Das Landgericht Saarbrücken hatte als Berufungsgericht am 02.11.2018 – 13 S S 104/18 über einen Fall zu entscheiden, dem folgender Sachverhalt – Verkehrsunfall – zu Grunde lag:

Bei der Ausfahrt aus einem Verkehrskreisel fuhr der Ehemann der Klägerin mit dem von ihm gesteuerten Kfz auf das Fahrschulfahrzeug auf, in dem ein Fahrschüler und der Fahrlehrer saßen. Der Fahrschüler hatte beim Ausfahren aus dem Kreisel unvermittelt stark abgebremst, sodass das dahinter fahrende Fahrzeug der Klägerin auffuhr. Die Klägerin machte die Hälfte des ihr entstandenen Schadens geltend.

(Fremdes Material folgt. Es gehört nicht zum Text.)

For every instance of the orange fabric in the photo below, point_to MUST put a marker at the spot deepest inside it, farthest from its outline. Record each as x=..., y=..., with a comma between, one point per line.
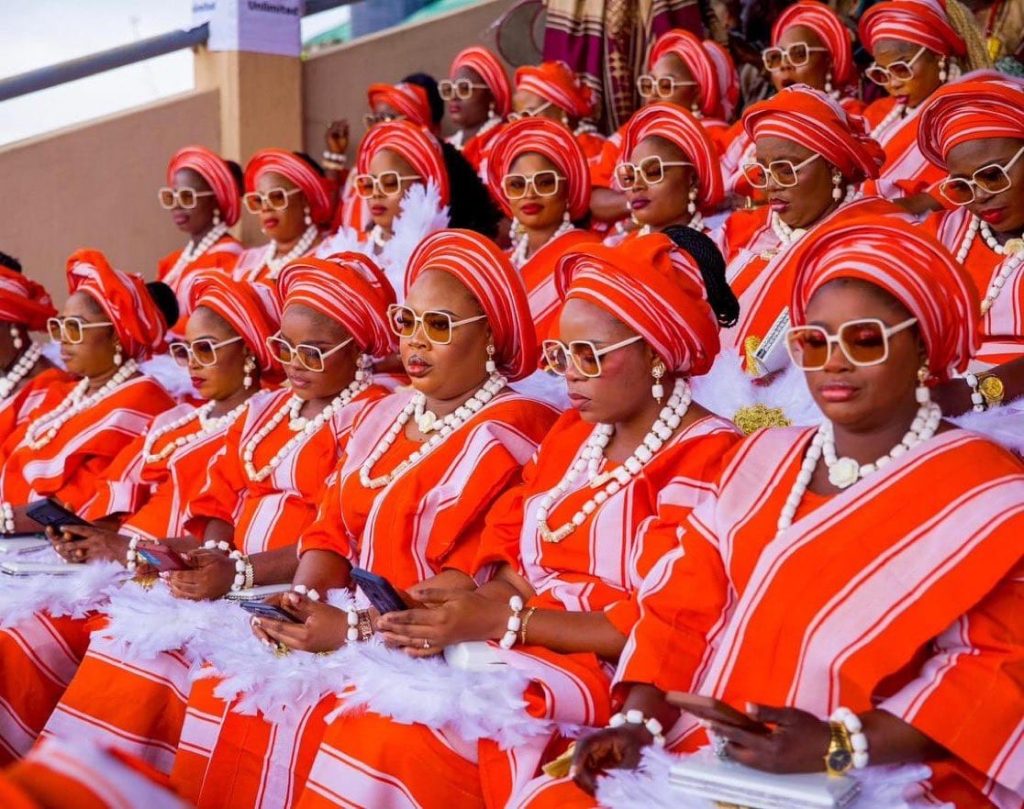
x=67, y=467
x=926, y=599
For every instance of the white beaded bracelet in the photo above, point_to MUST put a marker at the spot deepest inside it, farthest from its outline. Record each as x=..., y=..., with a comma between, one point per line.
x=636, y=717
x=858, y=740
x=512, y=628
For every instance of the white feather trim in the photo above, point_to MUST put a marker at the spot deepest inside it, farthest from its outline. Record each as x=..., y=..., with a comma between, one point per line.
x=74, y=594
x=648, y=786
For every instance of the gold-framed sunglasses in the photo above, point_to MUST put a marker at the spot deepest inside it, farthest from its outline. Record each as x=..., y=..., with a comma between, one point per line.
x=901, y=70
x=784, y=172
x=796, y=55
x=72, y=329
x=204, y=351
x=437, y=326
x=662, y=86
x=993, y=178
x=179, y=198
x=274, y=199
x=585, y=356
x=387, y=182
x=650, y=170
x=311, y=357
x=462, y=89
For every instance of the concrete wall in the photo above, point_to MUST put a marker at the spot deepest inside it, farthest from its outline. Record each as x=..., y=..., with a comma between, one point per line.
x=95, y=185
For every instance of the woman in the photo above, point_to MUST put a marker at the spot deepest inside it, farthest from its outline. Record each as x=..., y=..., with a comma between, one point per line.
x=203, y=194
x=913, y=43
x=261, y=491
x=974, y=130
x=293, y=199
x=408, y=504
x=539, y=172
x=593, y=514
x=25, y=307
x=885, y=592
x=144, y=491
x=809, y=45
x=810, y=158
x=670, y=170
x=111, y=323
x=479, y=96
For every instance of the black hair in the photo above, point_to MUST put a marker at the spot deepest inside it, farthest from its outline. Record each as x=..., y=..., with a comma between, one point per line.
x=712, y=265
x=10, y=262
x=166, y=301
x=429, y=83
x=470, y=204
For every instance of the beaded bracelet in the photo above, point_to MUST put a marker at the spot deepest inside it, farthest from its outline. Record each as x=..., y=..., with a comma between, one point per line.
x=514, y=623
x=849, y=720
x=636, y=717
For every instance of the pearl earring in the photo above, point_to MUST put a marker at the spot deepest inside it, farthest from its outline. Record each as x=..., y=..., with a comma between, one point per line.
x=249, y=368
x=491, y=366
x=657, y=389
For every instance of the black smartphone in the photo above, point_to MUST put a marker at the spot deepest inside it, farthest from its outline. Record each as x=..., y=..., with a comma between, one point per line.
x=262, y=609
x=379, y=590
x=51, y=514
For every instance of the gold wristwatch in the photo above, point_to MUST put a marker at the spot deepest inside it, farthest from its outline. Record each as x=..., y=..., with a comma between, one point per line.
x=839, y=759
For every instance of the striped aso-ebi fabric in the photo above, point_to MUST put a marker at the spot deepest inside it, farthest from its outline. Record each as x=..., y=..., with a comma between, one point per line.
x=551, y=140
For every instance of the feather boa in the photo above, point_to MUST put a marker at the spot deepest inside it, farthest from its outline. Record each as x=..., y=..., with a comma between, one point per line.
x=74, y=594
x=648, y=786
x=421, y=214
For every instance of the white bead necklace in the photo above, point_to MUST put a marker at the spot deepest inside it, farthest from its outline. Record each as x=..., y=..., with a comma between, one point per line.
x=593, y=455
x=844, y=472
x=46, y=427
x=309, y=427
x=452, y=423
x=275, y=263
x=208, y=426
x=22, y=369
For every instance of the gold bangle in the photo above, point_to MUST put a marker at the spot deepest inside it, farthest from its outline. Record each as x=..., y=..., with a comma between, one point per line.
x=522, y=625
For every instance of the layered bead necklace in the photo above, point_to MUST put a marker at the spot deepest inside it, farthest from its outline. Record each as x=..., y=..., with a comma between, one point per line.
x=844, y=472
x=207, y=427
x=610, y=483
x=450, y=424
x=45, y=428
x=22, y=369
x=1014, y=249
x=302, y=427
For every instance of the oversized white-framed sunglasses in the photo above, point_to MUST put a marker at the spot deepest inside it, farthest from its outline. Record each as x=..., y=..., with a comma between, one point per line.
x=437, y=326
x=993, y=178
x=311, y=357
x=71, y=329
x=584, y=354
x=797, y=54
x=784, y=172
x=650, y=170
x=901, y=70
x=204, y=351
x=863, y=341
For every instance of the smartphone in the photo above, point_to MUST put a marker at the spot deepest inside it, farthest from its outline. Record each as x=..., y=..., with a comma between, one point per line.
x=262, y=609
x=380, y=591
x=715, y=711
x=163, y=558
x=51, y=514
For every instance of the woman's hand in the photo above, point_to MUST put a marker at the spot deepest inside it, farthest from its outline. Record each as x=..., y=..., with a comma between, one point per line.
x=86, y=544
x=323, y=627
x=448, y=616
x=798, y=741
x=610, y=749
x=211, y=576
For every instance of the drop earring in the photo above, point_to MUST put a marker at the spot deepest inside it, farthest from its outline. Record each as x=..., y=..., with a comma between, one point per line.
x=657, y=389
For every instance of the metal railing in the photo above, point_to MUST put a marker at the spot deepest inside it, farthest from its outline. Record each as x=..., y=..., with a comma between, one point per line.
x=53, y=75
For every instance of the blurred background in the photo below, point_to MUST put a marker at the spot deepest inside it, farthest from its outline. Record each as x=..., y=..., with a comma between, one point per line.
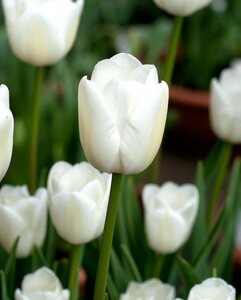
x=210, y=40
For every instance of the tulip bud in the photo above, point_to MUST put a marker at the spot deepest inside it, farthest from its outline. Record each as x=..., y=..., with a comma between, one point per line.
x=79, y=197
x=122, y=114
x=225, y=105
x=213, y=289
x=42, y=284
x=23, y=216
x=182, y=7
x=170, y=211
x=41, y=32
x=152, y=289
x=6, y=131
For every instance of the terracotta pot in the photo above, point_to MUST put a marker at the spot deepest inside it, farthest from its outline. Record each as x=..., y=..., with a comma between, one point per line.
x=191, y=130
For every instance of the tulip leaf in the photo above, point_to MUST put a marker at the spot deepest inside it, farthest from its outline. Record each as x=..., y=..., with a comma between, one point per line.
x=111, y=288
x=223, y=254
x=223, y=163
x=11, y=266
x=210, y=163
x=211, y=236
x=119, y=274
x=131, y=265
x=4, y=295
x=188, y=272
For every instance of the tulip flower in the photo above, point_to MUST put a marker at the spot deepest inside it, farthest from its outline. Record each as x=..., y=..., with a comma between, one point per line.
x=6, y=131
x=122, y=114
x=212, y=289
x=23, y=216
x=152, y=289
x=170, y=211
x=182, y=7
x=79, y=197
x=225, y=105
x=42, y=284
x=41, y=32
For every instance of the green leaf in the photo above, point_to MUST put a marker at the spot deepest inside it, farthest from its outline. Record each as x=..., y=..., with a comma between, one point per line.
x=211, y=237
x=188, y=272
x=4, y=295
x=131, y=265
x=111, y=288
x=11, y=266
x=222, y=259
x=120, y=276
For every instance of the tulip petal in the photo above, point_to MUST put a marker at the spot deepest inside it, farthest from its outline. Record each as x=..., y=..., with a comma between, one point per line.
x=182, y=7
x=212, y=288
x=98, y=133
x=142, y=135
x=78, y=213
x=11, y=227
x=43, y=280
x=166, y=231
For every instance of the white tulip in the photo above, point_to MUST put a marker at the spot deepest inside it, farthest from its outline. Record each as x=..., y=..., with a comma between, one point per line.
x=152, y=289
x=41, y=32
x=24, y=216
x=225, y=105
x=42, y=284
x=212, y=289
x=6, y=131
x=182, y=7
x=79, y=197
x=170, y=211
x=122, y=114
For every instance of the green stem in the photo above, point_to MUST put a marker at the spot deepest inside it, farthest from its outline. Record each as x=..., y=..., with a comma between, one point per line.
x=167, y=76
x=76, y=258
x=172, y=51
x=105, y=251
x=158, y=266
x=34, y=126
x=223, y=161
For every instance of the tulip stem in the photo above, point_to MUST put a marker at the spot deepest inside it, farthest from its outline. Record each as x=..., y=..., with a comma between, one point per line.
x=76, y=258
x=34, y=127
x=223, y=161
x=158, y=266
x=167, y=76
x=172, y=51
x=105, y=251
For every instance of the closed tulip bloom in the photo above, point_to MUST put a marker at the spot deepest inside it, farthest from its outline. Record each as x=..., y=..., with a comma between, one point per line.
x=212, y=289
x=122, y=114
x=225, y=105
x=6, y=131
x=170, y=211
x=79, y=197
x=43, y=284
x=152, y=289
x=41, y=32
x=23, y=216
x=182, y=7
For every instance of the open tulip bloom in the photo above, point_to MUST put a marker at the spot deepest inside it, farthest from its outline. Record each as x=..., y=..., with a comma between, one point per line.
x=182, y=7
x=6, y=131
x=152, y=289
x=42, y=284
x=41, y=32
x=122, y=114
x=79, y=197
x=225, y=105
x=170, y=211
x=212, y=289
x=23, y=216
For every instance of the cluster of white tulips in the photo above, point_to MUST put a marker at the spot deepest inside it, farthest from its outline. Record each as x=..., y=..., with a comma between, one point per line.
x=122, y=112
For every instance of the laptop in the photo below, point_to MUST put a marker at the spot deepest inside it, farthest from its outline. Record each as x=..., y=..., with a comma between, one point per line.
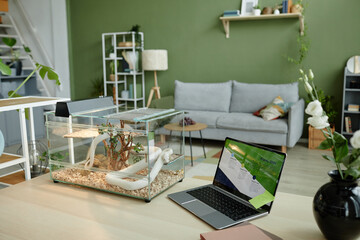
x=243, y=189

Nach obergerichtlicher Rechtsprechung haftet grundsätzlich derjenige in vollem Umfang, der auf ein vor ihm fahrendes Fahrzeug auffährt. Für ein Verschulden des auffahrenden Fahrzeugs spricht bereits der Beweis des ersten Anscheins, welcher jedoch erschüttert werden kann, wenn bspw. das davor fahrenden Fahrzeug ohne ersichtlichen Grund abbremst.

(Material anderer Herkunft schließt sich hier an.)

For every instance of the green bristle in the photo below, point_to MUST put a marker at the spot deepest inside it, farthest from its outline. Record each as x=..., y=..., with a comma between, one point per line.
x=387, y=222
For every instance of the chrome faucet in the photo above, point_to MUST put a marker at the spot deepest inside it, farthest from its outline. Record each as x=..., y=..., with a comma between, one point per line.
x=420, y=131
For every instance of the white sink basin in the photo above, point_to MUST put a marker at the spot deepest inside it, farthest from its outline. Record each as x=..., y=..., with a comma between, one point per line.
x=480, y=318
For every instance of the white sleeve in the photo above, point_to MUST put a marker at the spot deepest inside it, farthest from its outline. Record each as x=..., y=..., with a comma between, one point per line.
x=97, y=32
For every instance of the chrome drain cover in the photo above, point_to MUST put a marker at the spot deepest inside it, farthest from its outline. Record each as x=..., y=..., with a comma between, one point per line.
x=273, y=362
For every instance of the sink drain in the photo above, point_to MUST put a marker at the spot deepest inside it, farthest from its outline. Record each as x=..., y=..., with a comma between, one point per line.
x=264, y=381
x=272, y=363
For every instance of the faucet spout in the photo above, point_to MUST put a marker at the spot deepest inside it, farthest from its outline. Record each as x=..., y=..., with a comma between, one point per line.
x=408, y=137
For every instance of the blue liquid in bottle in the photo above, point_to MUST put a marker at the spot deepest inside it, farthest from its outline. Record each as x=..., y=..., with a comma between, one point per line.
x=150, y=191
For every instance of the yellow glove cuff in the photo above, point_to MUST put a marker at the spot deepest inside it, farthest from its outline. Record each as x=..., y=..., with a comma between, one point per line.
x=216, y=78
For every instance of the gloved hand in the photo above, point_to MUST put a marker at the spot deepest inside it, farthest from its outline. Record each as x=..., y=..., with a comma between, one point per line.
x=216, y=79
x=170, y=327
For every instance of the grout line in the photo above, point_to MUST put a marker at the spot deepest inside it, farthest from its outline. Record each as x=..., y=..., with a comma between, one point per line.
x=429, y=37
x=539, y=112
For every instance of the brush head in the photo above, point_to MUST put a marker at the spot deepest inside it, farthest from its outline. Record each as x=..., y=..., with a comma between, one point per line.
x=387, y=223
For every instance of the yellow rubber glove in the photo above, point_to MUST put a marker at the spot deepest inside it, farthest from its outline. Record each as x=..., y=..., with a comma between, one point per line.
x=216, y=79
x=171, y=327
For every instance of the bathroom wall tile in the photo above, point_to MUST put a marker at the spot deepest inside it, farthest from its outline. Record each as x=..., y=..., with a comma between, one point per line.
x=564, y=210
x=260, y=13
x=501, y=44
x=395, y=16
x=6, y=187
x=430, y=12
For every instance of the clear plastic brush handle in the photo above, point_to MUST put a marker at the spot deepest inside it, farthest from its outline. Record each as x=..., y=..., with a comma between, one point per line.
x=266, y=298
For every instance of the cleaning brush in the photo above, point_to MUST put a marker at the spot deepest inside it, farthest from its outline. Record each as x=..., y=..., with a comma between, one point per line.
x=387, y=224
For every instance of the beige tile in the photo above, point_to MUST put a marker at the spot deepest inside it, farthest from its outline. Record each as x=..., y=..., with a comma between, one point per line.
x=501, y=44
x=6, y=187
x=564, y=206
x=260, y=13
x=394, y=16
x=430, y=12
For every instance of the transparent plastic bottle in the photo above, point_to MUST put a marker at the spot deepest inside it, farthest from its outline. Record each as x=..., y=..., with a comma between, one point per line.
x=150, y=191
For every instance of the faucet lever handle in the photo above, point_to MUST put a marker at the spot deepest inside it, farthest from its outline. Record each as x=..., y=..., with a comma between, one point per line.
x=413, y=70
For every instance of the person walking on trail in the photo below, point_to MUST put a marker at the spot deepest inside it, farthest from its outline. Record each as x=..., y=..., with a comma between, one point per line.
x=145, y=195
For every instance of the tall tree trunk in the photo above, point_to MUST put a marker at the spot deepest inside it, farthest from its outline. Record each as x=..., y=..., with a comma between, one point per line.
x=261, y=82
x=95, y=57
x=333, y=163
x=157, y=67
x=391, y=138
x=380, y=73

In dem zu entscheidenden Fall des Landgerichts Saarbrücken stellt sich die Frage, ob dies auch für ein Fahrschulauto, welches von einem Fahrschüler geführt wird, gilt. Das Amtsgericht hatte der Klage im Wesentlichen stattgegeben und dies damit begründet, dass beide Parteien für die Folgen des Unfallgeschehens einzustehen hätten, weil die Unfallschäden jeweils bei dem Betrieb eines Kfz entstanden sind, der Unfall nicht auf höhere Gewalt zurückzuführen ist und für keinen der beteiligten Fahrer ein unabwendbares Ereignis vorlag. Da das Fahrschulauto ohne zwingenden Grund abgebremst hatte, und das auffahrende Fahrzeug einen unzureichenden Sicherheitsabstand zum vorausfahrenden Fahrzeug eingehalten hatte, kam es dem Ergebnis, dass beide Fahrzeuge zu 50 % für den Unfall haften.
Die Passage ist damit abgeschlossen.